Poi ci sono le collezioni del National Trust , ovvero un ricchissimo archivio di immagini (quasi settecentottantamila) di opere d’arte, oggetti di design, libri antichi, strumenti musicali, gioielli e altri tesori contenuti nelle numerosissime dimore d’epoca d’Inghilterra. Le riproduzioni, pur non enormi, sono ottime, e si possono esplorare in base a diversi criteri: per luogo di appartenenza, per secolo o anno, per categoria, per autore… Perfetto per documentarsi su che genere di mobili, posate o abiti usassero nel tale o talaltro anno – a patto di nutrire questo genere di curiosità a proposito dell’Isoletta…

Di Internet Archive forse vi ho già accennato in qualche post, ma non ne abbiamo mai parlato diffusamente – e invece ne vale davvero la pena: è uno sterminato archivio di testi, film, musica, audio files audio (ci sono anche i radiodrammi!), siti web, immagini… Sterminato, in continua espansione e del tutto gratuito. Ci si registra e si cerca – that simple. E c’è anche la WayBack Machine, che raccoglie e conserva milioni di pagine web che non esistono più – una notevole consolazione e spesso un’utilissima ultima spiaggia nella complessiva inafferrabilità della rete.

E altre vastissime e varie collezioni (seppure con uno slant non del tutto incomprensibilmente americano) si possono consultare sul sito della Library of Congress: libri, stampa, film, immagini, manoscritti, musica, giornali radio, cataloghi di mostre, fotografie – il tutto ricercabile con una varietà di criteri, e la possibilità di farsi assistere via mail (o anche via chat) da uno staff esperto, competente e disponibilissimo.

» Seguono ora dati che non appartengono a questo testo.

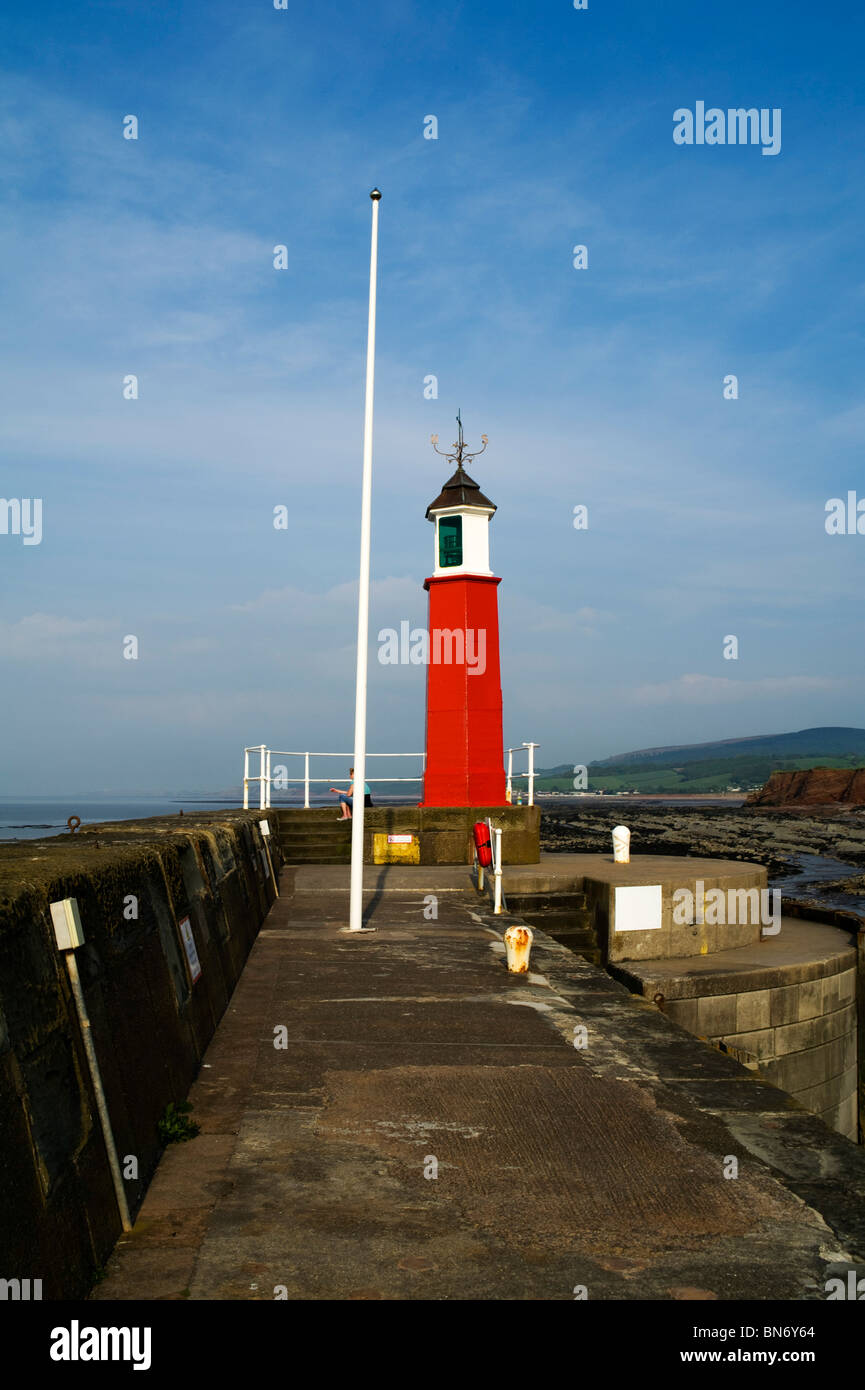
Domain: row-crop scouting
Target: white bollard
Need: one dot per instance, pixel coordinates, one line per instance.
(622, 845)
(518, 944)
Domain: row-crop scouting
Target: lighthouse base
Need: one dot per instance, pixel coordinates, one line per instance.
(435, 834)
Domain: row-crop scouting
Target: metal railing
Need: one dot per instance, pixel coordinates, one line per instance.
(523, 748)
(266, 772)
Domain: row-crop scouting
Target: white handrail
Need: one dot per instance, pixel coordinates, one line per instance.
(264, 774)
(266, 755)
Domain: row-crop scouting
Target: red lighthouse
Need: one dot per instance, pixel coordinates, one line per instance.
(465, 765)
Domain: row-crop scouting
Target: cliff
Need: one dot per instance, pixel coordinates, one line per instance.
(812, 787)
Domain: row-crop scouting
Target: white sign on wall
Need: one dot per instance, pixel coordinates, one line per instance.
(195, 966)
(639, 909)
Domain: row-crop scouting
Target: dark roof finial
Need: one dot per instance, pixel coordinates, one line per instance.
(459, 489)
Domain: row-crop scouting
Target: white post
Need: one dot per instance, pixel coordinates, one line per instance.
(363, 597)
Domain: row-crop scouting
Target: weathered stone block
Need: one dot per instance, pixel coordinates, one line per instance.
(785, 1005)
(810, 998)
(716, 1016)
(753, 1011)
(760, 1043)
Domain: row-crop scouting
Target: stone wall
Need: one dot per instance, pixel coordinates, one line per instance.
(150, 1023)
(787, 1007)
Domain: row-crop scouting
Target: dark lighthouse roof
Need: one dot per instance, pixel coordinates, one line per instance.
(459, 491)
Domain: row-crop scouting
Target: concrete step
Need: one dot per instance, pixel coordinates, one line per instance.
(317, 859)
(537, 902)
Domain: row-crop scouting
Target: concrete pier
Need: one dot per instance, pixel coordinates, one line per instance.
(395, 1116)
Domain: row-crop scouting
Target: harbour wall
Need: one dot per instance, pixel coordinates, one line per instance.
(143, 890)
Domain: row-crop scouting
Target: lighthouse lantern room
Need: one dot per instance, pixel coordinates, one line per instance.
(465, 763)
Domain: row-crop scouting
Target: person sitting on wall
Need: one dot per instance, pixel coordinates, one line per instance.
(346, 798)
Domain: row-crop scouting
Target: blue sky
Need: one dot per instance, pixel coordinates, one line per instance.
(600, 387)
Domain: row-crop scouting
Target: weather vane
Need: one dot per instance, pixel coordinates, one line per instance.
(459, 448)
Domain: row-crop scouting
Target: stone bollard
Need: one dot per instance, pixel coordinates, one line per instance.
(518, 943)
(622, 845)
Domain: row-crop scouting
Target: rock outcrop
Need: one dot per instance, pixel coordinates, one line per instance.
(812, 787)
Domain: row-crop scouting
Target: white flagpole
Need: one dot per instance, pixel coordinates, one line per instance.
(363, 599)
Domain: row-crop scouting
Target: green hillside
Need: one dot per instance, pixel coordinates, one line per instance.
(815, 745)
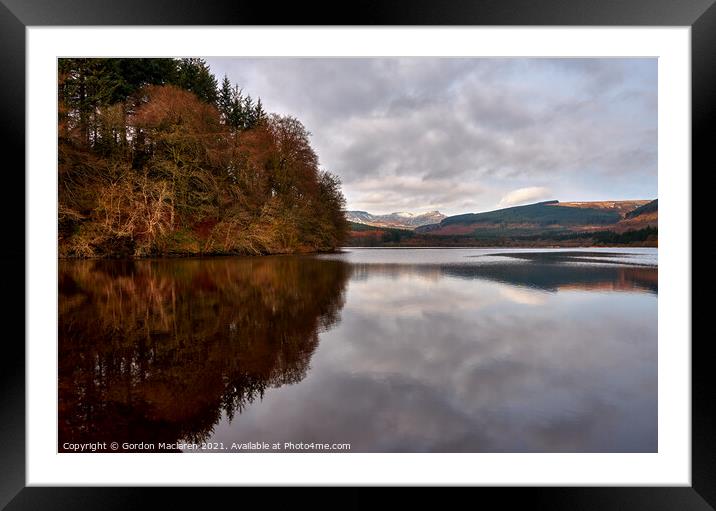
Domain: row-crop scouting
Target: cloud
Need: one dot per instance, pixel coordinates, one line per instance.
(463, 133)
(525, 195)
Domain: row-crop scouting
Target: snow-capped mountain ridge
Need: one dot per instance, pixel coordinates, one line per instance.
(399, 219)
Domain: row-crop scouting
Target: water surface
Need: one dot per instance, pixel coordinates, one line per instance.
(388, 350)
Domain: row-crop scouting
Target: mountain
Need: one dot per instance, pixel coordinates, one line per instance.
(540, 219)
(400, 220)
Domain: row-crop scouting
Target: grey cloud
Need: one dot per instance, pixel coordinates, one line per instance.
(474, 128)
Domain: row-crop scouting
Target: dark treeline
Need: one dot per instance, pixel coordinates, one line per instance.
(368, 236)
(157, 158)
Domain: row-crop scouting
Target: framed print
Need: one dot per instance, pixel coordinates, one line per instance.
(416, 247)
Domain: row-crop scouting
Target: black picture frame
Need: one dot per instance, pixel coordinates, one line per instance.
(16, 15)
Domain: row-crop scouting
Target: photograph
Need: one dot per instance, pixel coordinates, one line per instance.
(401, 254)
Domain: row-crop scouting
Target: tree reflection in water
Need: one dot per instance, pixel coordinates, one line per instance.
(157, 351)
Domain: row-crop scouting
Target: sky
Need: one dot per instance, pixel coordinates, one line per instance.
(463, 135)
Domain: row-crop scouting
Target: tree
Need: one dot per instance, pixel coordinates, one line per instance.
(193, 74)
(226, 100)
(148, 166)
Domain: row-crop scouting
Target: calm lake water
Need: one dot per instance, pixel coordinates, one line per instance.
(388, 350)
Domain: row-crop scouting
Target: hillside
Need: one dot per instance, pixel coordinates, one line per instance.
(400, 220)
(549, 217)
(633, 222)
(156, 159)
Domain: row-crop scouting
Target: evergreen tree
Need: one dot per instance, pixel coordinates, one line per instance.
(259, 113)
(249, 113)
(226, 100)
(193, 74)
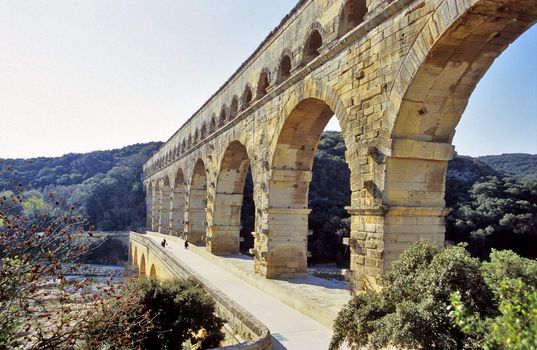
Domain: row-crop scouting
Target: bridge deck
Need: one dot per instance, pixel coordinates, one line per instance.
(290, 328)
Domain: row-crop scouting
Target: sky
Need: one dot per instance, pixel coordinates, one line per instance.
(78, 76)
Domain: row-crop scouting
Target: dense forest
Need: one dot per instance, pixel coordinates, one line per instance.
(493, 198)
(104, 186)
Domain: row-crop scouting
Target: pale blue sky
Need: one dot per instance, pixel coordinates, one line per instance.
(77, 76)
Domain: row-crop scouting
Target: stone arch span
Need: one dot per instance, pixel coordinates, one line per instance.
(153, 272)
(134, 256)
(197, 204)
(155, 211)
(290, 176)
(226, 220)
(177, 213)
(397, 81)
(149, 205)
(427, 100)
(164, 217)
(142, 266)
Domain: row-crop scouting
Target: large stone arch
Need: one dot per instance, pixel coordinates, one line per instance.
(149, 205)
(225, 228)
(164, 218)
(134, 255)
(153, 272)
(177, 213)
(156, 206)
(457, 45)
(142, 266)
(303, 119)
(197, 204)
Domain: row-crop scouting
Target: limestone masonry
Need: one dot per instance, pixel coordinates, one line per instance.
(396, 74)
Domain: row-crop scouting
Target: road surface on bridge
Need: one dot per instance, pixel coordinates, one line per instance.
(290, 329)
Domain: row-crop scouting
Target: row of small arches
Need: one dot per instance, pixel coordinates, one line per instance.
(351, 15)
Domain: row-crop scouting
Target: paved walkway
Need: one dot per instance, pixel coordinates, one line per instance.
(290, 329)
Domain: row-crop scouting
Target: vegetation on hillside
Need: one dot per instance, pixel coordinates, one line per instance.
(180, 313)
(514, 164)
(104, 186)
(42, 308)
(493, 198)
(442, 298)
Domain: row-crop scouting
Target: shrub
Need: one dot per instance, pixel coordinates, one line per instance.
(413, 309)
(178, 311)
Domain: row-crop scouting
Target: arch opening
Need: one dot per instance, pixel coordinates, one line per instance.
(155, 217)
(246, 98)
(284, 71)
(149, 206)
(433, 101)
(231, 218)
(135, 257)
(212, 126)
(222, 119)
(153, 272)
(312, 46)
(304, 213)
(165, 201)
(262, 84)
(178, 204)
(234, 108)
(196, 220)
(352, 15)
(142, 267)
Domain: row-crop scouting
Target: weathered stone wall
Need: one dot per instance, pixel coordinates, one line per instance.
(240, 321)
(396, 74)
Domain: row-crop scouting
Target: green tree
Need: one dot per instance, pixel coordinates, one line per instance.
(180, 311)
(412, 311)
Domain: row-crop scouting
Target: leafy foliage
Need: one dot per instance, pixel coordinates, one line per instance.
(412, 310)
(514, 164)
(180, 311)
(104, 186)
(513, 281)
(496, 212)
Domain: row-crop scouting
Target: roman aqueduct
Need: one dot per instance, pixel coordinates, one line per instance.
(396, 74)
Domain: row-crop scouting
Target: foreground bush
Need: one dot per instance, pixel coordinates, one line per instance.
(413, 310)
(177, 312)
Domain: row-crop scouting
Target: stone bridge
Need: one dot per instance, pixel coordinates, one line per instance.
(396, 74)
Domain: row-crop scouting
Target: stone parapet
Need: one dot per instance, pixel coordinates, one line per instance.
(239, 319)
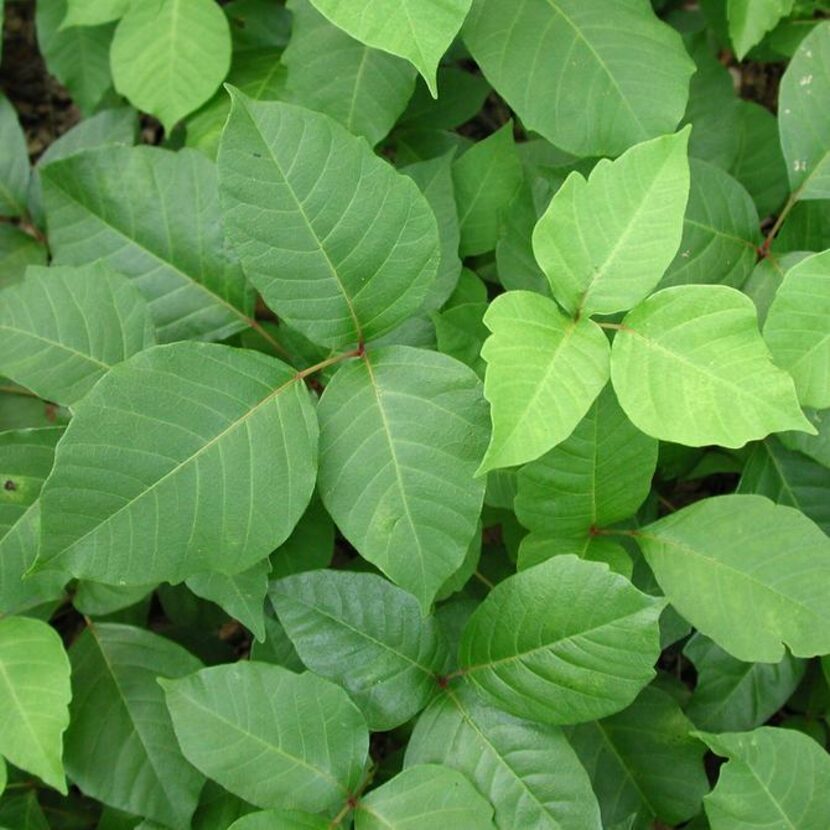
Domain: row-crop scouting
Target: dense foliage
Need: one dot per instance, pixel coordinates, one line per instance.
(429, 427)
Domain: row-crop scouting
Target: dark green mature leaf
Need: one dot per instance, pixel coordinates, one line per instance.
(720, 560)
(63, 328)
(154, 217)
(275, 738)
(120, 745)
(543, 55)
(402, 431)
(503, 756)
(340, 244)
(563, 642)
(170, 504)
(393, 656)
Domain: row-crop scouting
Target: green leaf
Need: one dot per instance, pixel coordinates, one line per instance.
(424, 795)
(796, 329)
(503, 756)
(804, 122)
(120, 745)
(272, 737)
(732, 696)
(341, 246)
(394, 656)
(486, 179)
(63, 328)
(169, 56)
(544, 371)
(154, 217)
(168, 504)
(362, 88)
(419, 30)
(34, 696)
(689, 366)
(563, 642)
(642, 761)
(543, 56)
(719, 560)
(774, 777)
(605, 242)
(401, 433)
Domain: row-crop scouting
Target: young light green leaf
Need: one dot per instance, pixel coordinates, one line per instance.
(605, 241)
(419, 30)
(502, 755)
(154, 217)
(169, 503)
(394, 656)
(169, 56)
(342, 246)
(272, 737)
(689, 366)
(544, 371)
(720, 560)
(34, 696)
(120, 745)
(388, 423)
(774, 777)
(563, 642)
(543, 55)
(424, 795)
(63, 328)
(797, 330)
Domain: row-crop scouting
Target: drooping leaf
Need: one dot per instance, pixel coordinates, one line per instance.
(341, 246)
(389, 422)
(394, 656)
(720, 560)
(605, 242)
(563, 642)
(169, 56)
(171, 503)
(34, 696)
(154, 217)
(120, 745)
(689, 366)
(275, 738)
(544, 371)
(543, 55)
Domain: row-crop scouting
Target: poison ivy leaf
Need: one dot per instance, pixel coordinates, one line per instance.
(732, 696)
(120, 745)
(154, 217)
(143, 512)
(422, 795)
(388, 423)
(689, 366)
(544, 371)
(169, 56)
(543, 55)
(642, 761)
(486, 178)
(719, 560)
(419, 30)
(566, 641)
(34, 695)
(797, 332)
(364, 89)
(275, 738)
(773, 775)
(62, 329)
(394, 656)
(803, 121)
(502, 755)
(341, 246)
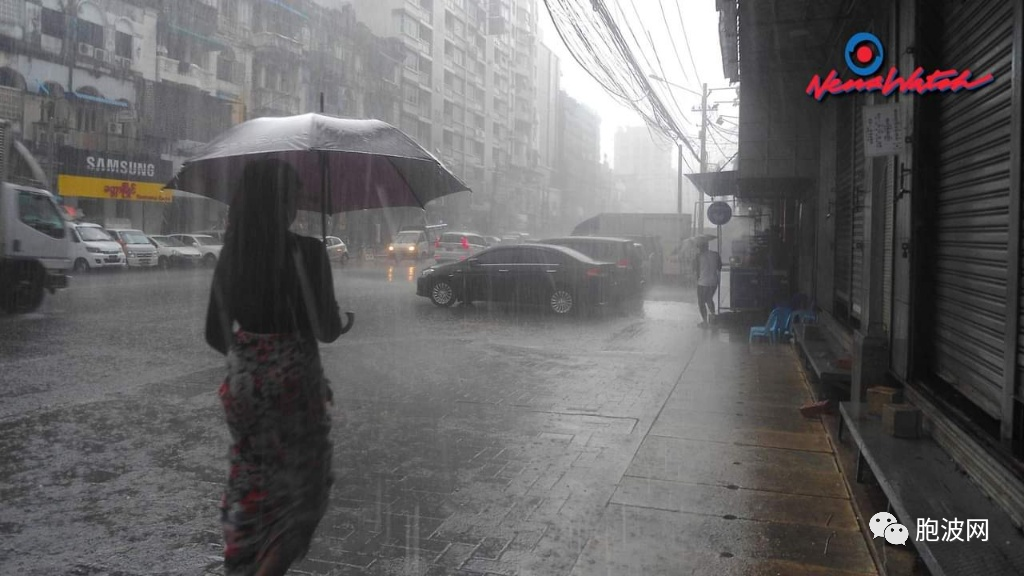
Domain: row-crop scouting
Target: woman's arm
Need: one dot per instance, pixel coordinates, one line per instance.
(218, 322)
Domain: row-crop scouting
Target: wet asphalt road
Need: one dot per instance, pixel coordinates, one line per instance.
(478, 440)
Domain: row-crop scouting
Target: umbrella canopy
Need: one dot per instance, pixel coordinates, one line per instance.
(344, 164)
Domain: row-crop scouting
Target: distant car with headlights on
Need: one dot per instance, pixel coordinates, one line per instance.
(410, 244)
(455, 246)
(137, 248)
(91, 248)
(209, 246)
(173, 252)
(336, 249)
(560, 279)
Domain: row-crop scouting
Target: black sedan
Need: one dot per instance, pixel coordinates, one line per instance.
(561, 279)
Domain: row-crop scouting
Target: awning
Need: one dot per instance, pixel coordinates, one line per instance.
(100, 99)
(212, 41)
(287, 7)
(731, 183)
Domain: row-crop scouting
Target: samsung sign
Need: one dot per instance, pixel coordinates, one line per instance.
(123, 168)
(114, 166)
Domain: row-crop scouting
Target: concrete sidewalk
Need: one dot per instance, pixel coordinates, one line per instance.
(731, 480)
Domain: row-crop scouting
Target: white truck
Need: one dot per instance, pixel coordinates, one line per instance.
(35, 245)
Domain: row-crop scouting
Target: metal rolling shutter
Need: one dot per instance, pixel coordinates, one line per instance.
(972, 216)
(857, 200)
(844, 206)
(887, 265)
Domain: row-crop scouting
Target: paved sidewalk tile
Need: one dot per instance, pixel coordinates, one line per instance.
(731, 480)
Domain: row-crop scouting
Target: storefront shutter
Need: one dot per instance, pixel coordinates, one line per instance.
(843, 211)
(857, 191)
(972, 197)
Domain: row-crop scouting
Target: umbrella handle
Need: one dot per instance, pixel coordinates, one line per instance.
(351, 320)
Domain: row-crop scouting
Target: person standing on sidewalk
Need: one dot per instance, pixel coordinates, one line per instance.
(708, 269)
(278, 288)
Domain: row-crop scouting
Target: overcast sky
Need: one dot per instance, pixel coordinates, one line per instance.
(700, 21)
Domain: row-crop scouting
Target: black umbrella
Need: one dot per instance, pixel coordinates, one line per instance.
(344, 164)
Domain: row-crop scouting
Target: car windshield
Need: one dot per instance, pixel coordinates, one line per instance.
(168, 241)
(589, 408)
(90, 234)
(132, 237)
(407, 238)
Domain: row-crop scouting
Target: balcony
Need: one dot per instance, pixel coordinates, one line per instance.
(418, 45)
(271, 41)
(185, 73)
(232, 29)
(414, 9)
(11, 103)
(268, 101)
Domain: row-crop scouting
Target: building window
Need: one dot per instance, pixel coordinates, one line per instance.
(412, 93)
(89, 33)
(123, 45)
(53, 23)
(12, 10)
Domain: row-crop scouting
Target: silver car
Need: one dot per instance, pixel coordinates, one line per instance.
(457, 246)
(139, 251)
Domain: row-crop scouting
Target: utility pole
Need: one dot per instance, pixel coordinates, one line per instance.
(704, 152)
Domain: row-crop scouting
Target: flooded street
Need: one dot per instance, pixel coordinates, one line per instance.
(470, 440)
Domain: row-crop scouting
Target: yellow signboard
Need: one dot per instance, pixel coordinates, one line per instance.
(84, 187)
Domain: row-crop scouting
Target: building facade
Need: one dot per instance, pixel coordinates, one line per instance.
(140, 84)
(469, 89)
(911, 250)
(580, 175)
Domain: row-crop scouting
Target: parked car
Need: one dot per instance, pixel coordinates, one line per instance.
(628, 255)
(412, 244)
(91, 247)
(559, 278)
(216, 234)
(336, 249)
(173, 252)
(209, 246)
(455, 246)
(137, 248)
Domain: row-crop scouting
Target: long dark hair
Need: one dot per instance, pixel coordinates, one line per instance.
(256, 243)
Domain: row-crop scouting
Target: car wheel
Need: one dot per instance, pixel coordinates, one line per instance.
(25, 293)
(442, 293)
(561, 301)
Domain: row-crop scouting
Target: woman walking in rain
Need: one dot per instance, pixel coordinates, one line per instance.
(276, 287)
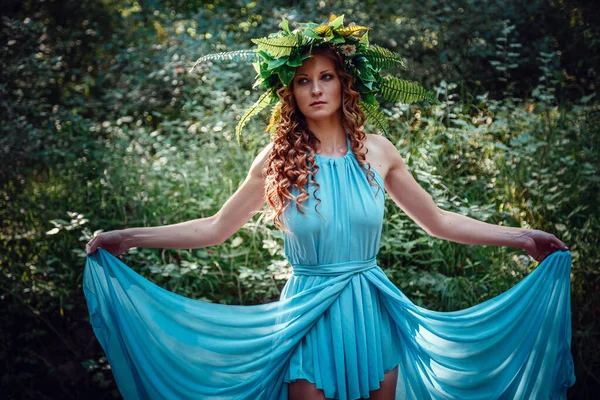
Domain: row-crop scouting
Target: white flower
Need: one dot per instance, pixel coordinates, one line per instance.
(348, 50)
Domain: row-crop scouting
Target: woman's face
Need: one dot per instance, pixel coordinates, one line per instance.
(317, 88)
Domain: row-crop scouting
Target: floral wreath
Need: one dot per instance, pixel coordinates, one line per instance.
(276, 58)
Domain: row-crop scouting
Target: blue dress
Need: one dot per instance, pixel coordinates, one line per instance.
(340, 323)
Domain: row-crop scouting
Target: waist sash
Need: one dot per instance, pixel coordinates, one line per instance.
(335, 268)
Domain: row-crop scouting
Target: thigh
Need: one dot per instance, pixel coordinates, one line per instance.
(304, 390)
(387, 390)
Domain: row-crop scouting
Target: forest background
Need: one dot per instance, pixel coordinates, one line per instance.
(103, 127)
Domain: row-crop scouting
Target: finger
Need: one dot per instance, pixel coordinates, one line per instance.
(559, 244)
(90, 248)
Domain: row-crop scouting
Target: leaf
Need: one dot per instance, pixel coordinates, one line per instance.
(275, 118)
(398, 90)
(228, 56)
(263, 101)
(375, 116)
(285, 25)
(322, 30)
(338, 22)
(277, 47)
(352, 30)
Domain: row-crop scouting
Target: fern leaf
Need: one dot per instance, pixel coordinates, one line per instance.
(263, 101)
(228, 56)
(382, 58)
(322, 30)
(352, 30)
(275, 118)
(398, 90)
(375, 116)
(277, 47)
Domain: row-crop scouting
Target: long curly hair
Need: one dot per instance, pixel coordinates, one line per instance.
(291, 162)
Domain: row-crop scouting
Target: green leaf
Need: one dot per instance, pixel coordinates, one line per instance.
(338, 22)
(277, 47)
(285, 25)
(382, 58)
(263, 101)
(375, 116)
(286, 74)
(276, 63)
(398, 90)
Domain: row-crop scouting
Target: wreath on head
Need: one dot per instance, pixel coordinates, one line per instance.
(276, 58)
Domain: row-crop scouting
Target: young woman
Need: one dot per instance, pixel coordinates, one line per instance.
(341, 329)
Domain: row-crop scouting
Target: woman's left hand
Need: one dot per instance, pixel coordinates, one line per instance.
(541, 244)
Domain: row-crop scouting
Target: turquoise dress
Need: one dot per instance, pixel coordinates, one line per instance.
(340, 323)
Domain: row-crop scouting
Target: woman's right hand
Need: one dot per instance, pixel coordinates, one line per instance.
(112, 241)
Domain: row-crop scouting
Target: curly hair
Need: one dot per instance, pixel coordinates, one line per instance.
(291, 162)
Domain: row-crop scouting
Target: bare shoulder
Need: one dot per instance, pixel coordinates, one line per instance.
(382, 154)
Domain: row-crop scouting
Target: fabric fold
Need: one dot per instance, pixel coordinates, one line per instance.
(162, 346)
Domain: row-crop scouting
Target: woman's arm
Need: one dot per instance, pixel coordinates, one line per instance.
(201, 232)
(418, 204)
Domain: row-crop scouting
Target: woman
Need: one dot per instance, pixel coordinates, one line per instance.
(341, 329)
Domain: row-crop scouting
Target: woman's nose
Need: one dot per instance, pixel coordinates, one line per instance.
(316, 89)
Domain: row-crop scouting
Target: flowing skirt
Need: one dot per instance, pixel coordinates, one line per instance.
(341, 327)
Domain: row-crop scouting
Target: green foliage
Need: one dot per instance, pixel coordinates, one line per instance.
(263, 102)
(396, 90)
(103, 129)
(375, 116)
(382, 58)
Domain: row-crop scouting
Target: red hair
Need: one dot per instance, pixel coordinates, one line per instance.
(291, 162)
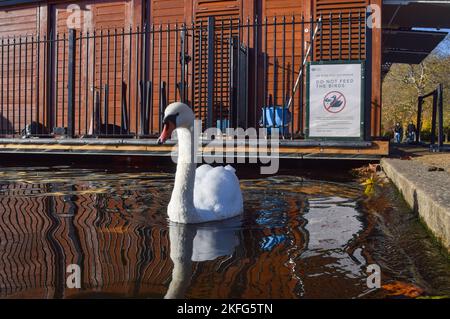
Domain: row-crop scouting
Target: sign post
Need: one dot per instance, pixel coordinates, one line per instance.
(335, 100)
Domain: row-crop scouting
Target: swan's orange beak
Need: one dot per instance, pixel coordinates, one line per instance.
(168, 128)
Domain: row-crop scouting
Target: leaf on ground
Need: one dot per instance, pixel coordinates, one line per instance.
(398, 288)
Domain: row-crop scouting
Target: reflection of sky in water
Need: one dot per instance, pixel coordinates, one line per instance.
(333, 222)
(295, 237)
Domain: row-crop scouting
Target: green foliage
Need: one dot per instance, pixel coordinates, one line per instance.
(404, 83)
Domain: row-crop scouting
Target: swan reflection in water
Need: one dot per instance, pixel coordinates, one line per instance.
(196, 243)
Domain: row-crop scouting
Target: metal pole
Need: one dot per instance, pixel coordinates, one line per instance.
(71, 85)
(368, 80)
(419, 118)
(211, 63)
(440, 107)
(433, 118)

E se poi invece, con l’approssimarsi di settembre, vi venisse voglia di rimettervi a studiare, perché non provare con i corsi online del Massachussets Institute of Technology, disponibili su OpenCourseWare? Economia, Letteratura, Ingegneria, Medicina, Tecniche Teatrali, Matematica, Scrittura Creativa… sono pochi gli argomenti su cui non ci sia un corso a disposizione. Si scaricano dispense, bibliografie ed esercitazioni, e poi si fa da sé.

Tornando sul nostro lato della Tinozza, ci sono le Capital Collections, archivio digitale delle immagini dei musei e biblioteche di Edimburgo – dove, per esempio, potete vedere in dettaglio e da molto vicino le opere della Scultrice Misteriosa.

E per finire, a titolo di dessert, Books Should Be Free, con questo nome un nonnulla demagogico, è una collezione di libri elettronici. I titoli, tutti nel pubblico dominio, sono disponibili in una varietà di formati e per lo più anche in forma di audiolibri. Nulla che non si possa trovare sul Project Gutenberg, se volete, ma più comodo a ricercarsi per genere – perché a volte si ha semplicemente voglia di un giallo o di un romanzo storico… 

Ecco qui. E non finirò mai di ripeterlo: non è meraviglioso, pur standosene in un paesino di campagna nelle pianure nebbiose, poter accedere a intere biblioteche lontane tutto un oceano?